The chamber's focus is to raise and expend funds from its members for the purposes of financing and sponsoring, publishing, promoting and distributing research on issues important to businesses or issues and analyses of the Illinois economy and business climate; provide educational forums that facilitate the discussion and debate of policy or operational matters that impact businesses generally, business segments of the Illinois economy, or the Illinois business climate; and with other organizations, sponsor activities and research projects that are consistent with the stated purposes above.” The Illinois Chamber serves businesses large and small and works with state government leaders regardless of party affiliation to educate and influence lawmakers on ways to enhance the state's economy through enacting pro-business legislation.

The Illinois Chamber has hosted many political leaders in the past, including President George W. Bush in 2008 when he addressed Illinois Chamber members and the world about the state of the economy.

The Illinois Chamber serves all businesses and employers in Illinois.

==Functions==

===Membership===

Membership is the driving force behind the Illinois Chamber's operation, working with employers across the state to develop a pro-growth, pro-business, pro-Illinois agenda. The Illinois chamber of Commerce does not receive funding from any governmental entity and is fully independent.

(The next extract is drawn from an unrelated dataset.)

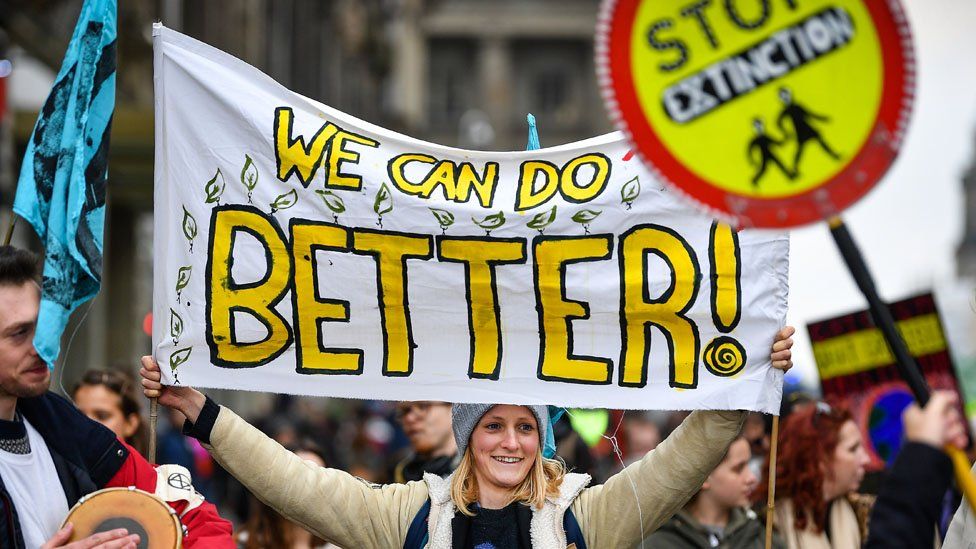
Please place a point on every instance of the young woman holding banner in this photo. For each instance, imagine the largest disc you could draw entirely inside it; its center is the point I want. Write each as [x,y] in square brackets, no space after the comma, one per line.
[504,493]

===Political Action Committee===

Created in 1975, Chamber PAC is one of the oldest business political action committees in Illinois.

===Foundation===
The main purpose of the Illinois Chamber of Commerce Foundation is to raise and expend funds for financing and sponsoring, publishing, promoting, and distributing research on issues important to businesses or issues and analyses of the Illinois economy and business climate; providing educational forums that facilitate the discussion and debate of policy or operational matters that impact businesses generally, business segments of the Illinois economy, or the Illinois business climate; and with other organizations, sponsor activities, and research projects that are consistent with the stated purposes above.

==Legislative Activity ==
Workers' Compensation -The Illinois Chamber took the lead in the last 8 years to enact legislation to reform the workers' compensation system on behalf of employers across Illinois.